Thursday, January 26, 2012

Teaching Children about Illness

My daughter is almost 2 1/2 years old now. She is incredibly smart and never forgets anything it seems. While she doesn't understand the particulars, she knows that Mommy hurts. It's normal to her that her grandmother and grandfather often pick her up and take her out to eat at one of her favorite places, Dairy Queen, while Mommy rests. She's used to having people from church come clean our house and friends bring us meals. She knows Daddy gives her a bath and gets up with her most mornings so Mommy can sleep later. It's normal to her that Mommy has to lay down on the couch and rest frequently, take medicine, sit on cushions, and use ice packs all the time.

I try not to cry in front of her a lot or talk about hurting all the time, but my kind of pain is pretty hard to hide. However, I've started to realize that she is very in tune to everything that is going on. Often my husband will use a rolling pin to massage the knots out of my legs or give me a massage when he gets home from work. If my daughter sees him she will come over and try to help or recently has started giving me a hug saying, "it's OK, Mommy". If I have an ice pack, she wants an ice pack.  If she sees me take medicine, she wants her vitamin.

But I don't want her to worry. I don't want to her to be scared and I don't want her going to school telling her friends that her Mommy's bottom hurts (I'm sure that day may come though)! I try to rest while she naps, use my ice as discretely as possible, and make tea party fun while I lie on the couch. But how do you keep chronic pain that never goes away and greatly limits your life away from your child? The reality is; you can't completely.  Whether she likes it or not, her mother is different than most mommies and this is something that she may have to deal with her whole life.

My pain has made me more diligent to use every day life to teach our daughter about God. If I have a good day and can do some housework, I tell her "God is good, He helps us be able to clean." We pray with her that God would give Mommy strength. When we have lots of food to eat, we talk about kids like our Compassion International sponsor child who doesn't have all the things we have. I want her to grow up understanding that nothing happens outside of God's control and that He loves us and has good plans for our life if we follow Him. We don't just want her to think God is something you talk about at church, but He is real and very much a part of our every day life.

One of my favorite children's books is God Knows My Name by Debby Anderson. It talks about how God knows everything and even before we were born God knew what would happen every day of our life.

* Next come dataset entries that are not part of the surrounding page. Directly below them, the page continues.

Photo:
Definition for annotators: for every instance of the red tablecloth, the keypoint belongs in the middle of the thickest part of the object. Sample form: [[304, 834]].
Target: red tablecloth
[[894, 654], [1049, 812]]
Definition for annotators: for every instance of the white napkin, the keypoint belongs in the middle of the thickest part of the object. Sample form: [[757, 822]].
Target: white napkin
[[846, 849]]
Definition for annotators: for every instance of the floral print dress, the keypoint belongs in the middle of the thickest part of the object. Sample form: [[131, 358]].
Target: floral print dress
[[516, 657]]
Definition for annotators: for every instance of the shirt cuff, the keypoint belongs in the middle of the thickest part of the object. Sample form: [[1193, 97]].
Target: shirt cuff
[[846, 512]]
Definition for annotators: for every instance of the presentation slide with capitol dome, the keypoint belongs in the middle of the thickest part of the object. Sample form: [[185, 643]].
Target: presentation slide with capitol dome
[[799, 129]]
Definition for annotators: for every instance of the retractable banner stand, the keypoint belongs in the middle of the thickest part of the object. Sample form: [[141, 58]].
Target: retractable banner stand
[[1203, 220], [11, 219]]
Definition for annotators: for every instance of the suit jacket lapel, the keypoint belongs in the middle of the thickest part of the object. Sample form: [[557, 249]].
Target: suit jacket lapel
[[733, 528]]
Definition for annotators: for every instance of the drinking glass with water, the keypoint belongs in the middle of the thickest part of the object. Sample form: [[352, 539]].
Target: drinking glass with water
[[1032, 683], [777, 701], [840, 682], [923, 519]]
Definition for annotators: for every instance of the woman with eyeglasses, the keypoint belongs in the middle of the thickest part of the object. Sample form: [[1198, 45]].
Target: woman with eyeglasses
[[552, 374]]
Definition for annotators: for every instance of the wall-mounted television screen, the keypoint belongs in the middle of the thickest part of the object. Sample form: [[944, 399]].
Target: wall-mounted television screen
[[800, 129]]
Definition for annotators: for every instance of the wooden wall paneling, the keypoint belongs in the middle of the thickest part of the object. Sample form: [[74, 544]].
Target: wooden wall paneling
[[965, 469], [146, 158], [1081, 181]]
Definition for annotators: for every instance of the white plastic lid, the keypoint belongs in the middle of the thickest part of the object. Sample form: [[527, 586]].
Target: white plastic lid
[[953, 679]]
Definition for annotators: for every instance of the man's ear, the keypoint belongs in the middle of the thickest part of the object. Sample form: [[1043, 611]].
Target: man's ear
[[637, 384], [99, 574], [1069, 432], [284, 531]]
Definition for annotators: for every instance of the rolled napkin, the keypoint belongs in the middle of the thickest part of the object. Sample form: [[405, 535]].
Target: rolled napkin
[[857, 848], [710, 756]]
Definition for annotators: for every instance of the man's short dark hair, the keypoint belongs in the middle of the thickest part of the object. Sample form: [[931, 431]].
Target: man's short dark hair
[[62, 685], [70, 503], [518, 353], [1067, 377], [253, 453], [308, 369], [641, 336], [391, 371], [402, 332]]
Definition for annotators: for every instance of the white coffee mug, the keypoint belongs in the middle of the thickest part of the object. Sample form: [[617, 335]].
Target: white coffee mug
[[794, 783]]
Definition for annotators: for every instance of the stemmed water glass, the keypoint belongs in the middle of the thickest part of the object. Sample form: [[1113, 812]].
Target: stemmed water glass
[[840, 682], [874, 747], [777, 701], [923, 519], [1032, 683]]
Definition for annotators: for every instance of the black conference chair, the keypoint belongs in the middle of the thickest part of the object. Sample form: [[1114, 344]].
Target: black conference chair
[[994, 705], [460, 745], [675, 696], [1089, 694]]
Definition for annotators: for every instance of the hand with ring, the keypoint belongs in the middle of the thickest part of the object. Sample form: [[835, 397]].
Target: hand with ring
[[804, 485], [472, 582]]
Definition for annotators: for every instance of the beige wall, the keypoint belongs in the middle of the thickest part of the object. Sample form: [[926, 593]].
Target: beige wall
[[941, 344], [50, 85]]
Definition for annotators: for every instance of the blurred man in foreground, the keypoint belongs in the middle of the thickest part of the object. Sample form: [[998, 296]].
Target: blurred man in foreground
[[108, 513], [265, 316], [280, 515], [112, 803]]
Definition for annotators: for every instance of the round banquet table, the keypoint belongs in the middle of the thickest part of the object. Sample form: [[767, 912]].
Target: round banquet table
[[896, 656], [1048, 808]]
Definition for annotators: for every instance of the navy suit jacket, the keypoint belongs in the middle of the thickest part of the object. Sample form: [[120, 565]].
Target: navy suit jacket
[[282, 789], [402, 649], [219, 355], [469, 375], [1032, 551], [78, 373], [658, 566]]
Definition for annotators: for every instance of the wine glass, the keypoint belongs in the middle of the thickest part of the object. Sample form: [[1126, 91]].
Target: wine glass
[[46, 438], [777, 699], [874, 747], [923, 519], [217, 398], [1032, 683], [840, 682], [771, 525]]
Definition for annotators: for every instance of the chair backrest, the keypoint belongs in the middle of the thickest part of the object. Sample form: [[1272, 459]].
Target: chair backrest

We also love the Seeds Family Worship CD's and Hide 'em in Your Heart by Steve Green both of which take Bible verses and put them to music.  My daughter has learned so much scripture through these tools. It has been helpful when trying to discipline to sing the words of a Bible verse to her that she knows from her CD's and it's so sweet to see her singing along in the rear view mirror about storing up treasures in heaven (Matthew 6:20-21).

We pray that filling her mind and ears with these truths will help our daughter better accept that her mother has chronic pain and the future disappointments that are sure to come in her own life. Being the child in a family with prolonged suffering is never easy, but we want her to know that this is God's good and perfect plan for our family just as much as if I was healthy.
How do you handle your chronic illness or suffering with children?